To me, it more amazing and majestic to believe that God created all life through evolution over billions of years, rather than he just thought all creation in being. For many though, science and religion don’t mix, and there are people in both camps who scoff at the other as misguided. I have yet to see a scientific advancement, be it in astronomy or anthropology, that doesn’t further my appreciation and awe of God. I do not believe science and religion to be incompatible, but complementary.
L) What is the future of religion? In my mind, I see our ancient ancestors, 160,000 years ago or so, asking themselves the same questions we still ask today: “Where do I come from? Why am I here?” And in this imagining, God strikes a tree with lightning, and fire is born. The people worship the fire because they understand, on some level, that it comes from God. Later, the people’s understanding of God is as an Earth Mother type figure. And that’s OK, because that’s as much as they could comprehend without having their free will nullified. Eventually man envisions God in polytheistic terms and creates rites and rituals to honor Him and better understand Him. Polytheism gives way to Monotheism.

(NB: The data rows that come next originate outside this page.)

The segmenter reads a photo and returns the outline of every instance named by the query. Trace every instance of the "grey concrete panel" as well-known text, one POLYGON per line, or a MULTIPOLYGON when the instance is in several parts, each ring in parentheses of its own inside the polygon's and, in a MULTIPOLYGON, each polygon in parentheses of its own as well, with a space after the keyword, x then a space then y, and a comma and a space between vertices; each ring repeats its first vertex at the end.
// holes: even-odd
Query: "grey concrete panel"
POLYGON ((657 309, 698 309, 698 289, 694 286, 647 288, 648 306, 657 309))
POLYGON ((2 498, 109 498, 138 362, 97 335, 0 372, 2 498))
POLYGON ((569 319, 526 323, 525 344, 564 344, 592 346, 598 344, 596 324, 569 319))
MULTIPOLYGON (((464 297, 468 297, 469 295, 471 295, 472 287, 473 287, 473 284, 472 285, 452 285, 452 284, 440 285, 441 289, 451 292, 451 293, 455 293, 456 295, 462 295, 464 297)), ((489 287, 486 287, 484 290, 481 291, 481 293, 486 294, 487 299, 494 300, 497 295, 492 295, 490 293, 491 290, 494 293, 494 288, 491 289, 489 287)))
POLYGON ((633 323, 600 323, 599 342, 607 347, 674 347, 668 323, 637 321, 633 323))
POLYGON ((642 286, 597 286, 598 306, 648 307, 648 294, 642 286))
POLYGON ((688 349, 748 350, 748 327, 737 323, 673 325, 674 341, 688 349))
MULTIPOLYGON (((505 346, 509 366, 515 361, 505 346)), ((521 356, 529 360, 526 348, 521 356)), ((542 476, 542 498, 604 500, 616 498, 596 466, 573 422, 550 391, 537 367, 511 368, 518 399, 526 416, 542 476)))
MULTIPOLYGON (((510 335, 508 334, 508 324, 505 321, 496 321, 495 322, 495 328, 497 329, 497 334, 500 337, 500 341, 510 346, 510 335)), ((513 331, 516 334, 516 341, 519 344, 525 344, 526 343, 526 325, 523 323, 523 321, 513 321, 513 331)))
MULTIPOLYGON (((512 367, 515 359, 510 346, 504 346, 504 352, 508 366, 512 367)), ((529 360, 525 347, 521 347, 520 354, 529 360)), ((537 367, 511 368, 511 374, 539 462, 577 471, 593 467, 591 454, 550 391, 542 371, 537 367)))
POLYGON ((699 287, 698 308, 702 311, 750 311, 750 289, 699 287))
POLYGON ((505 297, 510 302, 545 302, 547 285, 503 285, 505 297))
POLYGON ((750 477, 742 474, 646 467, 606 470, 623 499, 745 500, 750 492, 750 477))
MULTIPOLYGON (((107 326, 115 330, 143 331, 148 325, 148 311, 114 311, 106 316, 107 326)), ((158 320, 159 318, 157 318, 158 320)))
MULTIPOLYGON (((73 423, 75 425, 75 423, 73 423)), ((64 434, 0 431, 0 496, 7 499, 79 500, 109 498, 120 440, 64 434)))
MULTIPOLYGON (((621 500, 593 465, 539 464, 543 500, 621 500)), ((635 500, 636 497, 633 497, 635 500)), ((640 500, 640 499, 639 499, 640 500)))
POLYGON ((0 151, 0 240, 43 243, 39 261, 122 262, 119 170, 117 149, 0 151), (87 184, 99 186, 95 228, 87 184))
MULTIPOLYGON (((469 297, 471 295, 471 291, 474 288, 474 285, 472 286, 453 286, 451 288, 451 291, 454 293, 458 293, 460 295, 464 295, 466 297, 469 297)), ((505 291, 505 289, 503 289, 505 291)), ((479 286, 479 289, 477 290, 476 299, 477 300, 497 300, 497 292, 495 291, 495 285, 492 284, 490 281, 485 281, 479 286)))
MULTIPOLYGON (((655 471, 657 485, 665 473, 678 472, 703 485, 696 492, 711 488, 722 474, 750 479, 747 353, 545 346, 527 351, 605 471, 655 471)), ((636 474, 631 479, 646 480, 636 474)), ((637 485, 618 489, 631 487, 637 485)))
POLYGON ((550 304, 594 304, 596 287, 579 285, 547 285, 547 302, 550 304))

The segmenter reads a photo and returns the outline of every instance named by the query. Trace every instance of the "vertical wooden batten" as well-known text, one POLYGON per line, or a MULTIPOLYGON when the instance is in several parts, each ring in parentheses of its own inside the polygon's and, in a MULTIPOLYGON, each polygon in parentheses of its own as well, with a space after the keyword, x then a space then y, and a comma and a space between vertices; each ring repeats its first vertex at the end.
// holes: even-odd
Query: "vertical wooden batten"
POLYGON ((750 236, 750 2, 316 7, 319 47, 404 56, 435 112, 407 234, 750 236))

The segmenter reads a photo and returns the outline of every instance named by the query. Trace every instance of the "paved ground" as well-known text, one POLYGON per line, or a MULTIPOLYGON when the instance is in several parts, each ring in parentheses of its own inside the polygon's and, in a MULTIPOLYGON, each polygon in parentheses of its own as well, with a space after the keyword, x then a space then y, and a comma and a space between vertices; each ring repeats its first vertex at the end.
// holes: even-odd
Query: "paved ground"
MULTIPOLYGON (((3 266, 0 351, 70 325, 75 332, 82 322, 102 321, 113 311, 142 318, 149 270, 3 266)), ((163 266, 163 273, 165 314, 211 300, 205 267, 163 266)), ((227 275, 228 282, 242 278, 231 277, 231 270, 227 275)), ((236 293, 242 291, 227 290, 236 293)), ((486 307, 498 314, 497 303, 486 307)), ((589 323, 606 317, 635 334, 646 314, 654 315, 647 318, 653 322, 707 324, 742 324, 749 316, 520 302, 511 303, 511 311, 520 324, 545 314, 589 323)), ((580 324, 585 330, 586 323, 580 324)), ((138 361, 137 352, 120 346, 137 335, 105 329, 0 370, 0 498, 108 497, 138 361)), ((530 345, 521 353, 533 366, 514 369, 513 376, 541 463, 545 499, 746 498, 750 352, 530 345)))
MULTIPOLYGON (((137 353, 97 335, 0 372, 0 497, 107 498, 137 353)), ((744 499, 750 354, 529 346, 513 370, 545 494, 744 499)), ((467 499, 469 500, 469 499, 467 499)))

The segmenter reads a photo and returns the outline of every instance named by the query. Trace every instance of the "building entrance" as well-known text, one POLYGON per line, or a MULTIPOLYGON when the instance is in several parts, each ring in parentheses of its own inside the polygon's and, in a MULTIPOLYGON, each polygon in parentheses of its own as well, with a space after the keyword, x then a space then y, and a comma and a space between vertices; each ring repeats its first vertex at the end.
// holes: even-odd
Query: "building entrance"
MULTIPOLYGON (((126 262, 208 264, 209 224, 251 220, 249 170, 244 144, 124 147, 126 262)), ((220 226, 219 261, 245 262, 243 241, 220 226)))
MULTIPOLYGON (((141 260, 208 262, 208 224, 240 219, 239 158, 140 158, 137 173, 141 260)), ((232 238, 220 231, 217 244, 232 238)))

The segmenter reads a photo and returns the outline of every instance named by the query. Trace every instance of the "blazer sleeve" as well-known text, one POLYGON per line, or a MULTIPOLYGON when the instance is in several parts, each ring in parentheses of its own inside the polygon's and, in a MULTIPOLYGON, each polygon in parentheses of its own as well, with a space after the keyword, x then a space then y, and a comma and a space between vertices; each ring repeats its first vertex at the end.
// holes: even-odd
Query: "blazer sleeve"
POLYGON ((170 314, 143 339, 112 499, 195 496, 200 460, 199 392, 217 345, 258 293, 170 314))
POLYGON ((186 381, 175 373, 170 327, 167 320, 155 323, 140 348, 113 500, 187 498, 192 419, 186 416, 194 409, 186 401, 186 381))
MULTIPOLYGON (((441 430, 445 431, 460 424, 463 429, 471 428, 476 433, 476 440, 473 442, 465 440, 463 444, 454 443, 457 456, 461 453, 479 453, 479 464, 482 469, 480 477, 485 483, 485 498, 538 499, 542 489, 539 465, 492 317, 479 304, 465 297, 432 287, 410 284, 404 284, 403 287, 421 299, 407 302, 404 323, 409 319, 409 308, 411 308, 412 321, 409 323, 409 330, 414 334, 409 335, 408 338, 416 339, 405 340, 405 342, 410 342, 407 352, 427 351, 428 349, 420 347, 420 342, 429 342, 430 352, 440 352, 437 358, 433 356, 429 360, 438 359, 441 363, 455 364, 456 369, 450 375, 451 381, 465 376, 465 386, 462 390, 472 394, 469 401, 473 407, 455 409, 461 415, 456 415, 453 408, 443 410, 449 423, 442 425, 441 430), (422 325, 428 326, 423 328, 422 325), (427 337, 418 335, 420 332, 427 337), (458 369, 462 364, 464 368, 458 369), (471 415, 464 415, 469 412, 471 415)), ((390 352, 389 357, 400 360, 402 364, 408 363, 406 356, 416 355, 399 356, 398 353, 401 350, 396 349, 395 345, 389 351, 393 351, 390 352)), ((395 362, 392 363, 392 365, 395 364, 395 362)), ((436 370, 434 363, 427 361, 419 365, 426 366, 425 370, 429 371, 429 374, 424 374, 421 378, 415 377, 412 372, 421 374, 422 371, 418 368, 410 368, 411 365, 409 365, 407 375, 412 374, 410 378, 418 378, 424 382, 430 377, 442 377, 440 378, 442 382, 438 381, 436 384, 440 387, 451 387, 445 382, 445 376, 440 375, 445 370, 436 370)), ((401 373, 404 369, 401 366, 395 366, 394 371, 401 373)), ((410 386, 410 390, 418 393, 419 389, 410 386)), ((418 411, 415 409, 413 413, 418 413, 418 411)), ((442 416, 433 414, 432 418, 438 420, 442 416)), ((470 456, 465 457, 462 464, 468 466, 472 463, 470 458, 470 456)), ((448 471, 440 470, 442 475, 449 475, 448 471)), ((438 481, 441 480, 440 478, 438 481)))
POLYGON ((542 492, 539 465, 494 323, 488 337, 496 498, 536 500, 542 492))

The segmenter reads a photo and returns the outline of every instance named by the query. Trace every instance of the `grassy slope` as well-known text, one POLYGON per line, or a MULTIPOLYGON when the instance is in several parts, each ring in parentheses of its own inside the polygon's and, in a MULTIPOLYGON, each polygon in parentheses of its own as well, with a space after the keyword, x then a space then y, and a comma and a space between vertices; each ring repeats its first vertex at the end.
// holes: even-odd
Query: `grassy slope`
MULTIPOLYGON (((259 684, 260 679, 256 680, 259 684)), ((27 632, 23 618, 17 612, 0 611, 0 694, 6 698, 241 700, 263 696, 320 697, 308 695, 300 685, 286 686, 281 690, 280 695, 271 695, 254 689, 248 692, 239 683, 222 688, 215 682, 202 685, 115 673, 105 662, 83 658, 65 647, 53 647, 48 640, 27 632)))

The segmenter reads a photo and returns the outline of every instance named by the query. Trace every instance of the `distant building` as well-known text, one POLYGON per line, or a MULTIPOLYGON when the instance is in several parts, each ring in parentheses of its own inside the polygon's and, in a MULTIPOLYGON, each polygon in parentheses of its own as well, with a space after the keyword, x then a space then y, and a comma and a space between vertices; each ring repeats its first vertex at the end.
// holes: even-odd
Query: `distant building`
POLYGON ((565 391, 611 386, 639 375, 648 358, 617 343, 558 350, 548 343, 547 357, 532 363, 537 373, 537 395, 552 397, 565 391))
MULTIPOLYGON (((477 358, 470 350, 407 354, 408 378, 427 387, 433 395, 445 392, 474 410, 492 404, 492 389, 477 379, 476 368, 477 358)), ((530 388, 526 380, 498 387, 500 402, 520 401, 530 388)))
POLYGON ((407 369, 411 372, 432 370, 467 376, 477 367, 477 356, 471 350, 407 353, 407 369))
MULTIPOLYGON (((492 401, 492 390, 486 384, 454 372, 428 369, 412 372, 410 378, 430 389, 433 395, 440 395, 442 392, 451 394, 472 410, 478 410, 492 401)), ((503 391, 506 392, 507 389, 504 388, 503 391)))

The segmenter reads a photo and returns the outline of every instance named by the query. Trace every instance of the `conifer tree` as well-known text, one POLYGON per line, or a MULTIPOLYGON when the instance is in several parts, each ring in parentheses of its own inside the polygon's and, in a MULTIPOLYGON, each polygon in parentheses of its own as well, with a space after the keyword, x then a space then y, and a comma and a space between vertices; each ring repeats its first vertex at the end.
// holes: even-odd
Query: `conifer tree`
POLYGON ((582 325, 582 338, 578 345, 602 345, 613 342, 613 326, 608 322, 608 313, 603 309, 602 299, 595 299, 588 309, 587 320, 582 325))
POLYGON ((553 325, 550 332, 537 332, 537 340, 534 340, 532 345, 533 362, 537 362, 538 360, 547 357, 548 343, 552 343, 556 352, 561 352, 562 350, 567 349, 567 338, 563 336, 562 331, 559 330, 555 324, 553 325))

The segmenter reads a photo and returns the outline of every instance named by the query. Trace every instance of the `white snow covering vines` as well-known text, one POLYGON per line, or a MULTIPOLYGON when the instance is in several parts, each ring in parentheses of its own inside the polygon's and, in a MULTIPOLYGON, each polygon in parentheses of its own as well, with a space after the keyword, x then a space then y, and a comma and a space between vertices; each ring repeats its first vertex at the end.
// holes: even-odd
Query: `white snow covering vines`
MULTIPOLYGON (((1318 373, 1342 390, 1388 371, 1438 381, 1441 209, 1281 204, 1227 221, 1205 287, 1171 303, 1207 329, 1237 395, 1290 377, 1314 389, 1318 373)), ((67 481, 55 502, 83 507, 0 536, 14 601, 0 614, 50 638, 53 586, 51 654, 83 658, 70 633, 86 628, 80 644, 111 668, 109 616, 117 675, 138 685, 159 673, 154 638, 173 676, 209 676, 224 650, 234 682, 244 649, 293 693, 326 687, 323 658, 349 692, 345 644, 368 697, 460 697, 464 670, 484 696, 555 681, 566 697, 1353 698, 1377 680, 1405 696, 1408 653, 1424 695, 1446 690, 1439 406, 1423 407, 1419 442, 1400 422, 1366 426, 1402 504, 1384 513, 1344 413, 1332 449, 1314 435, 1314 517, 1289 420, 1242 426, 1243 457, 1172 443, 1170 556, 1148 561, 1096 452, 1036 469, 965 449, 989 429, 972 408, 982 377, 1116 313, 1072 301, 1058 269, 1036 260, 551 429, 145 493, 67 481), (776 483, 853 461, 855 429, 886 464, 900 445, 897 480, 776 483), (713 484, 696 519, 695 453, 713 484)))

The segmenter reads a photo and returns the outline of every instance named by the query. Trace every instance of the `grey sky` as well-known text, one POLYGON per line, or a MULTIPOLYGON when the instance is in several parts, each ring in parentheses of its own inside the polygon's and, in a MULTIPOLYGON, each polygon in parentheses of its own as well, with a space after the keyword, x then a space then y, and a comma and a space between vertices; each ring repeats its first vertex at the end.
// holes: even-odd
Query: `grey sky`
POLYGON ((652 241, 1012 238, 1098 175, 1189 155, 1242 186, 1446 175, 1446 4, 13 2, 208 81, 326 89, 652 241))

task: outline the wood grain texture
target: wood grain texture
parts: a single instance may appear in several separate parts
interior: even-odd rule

Along each step of the journey, on Humanity’s Search for God, we understand His will a little better. He reveals himself to us more and more as we evolve spiritually. What will be the next phase? I do not know. But I feel our understanding is constantly evolving and getting better.
That’s it. Oh sure, there are some minor details I’m leaving out I’m sure. But they aren’t important to anyone but me. If you have made it all the through this note, I hope I have, in some small way, aided you in your own personal Search for God.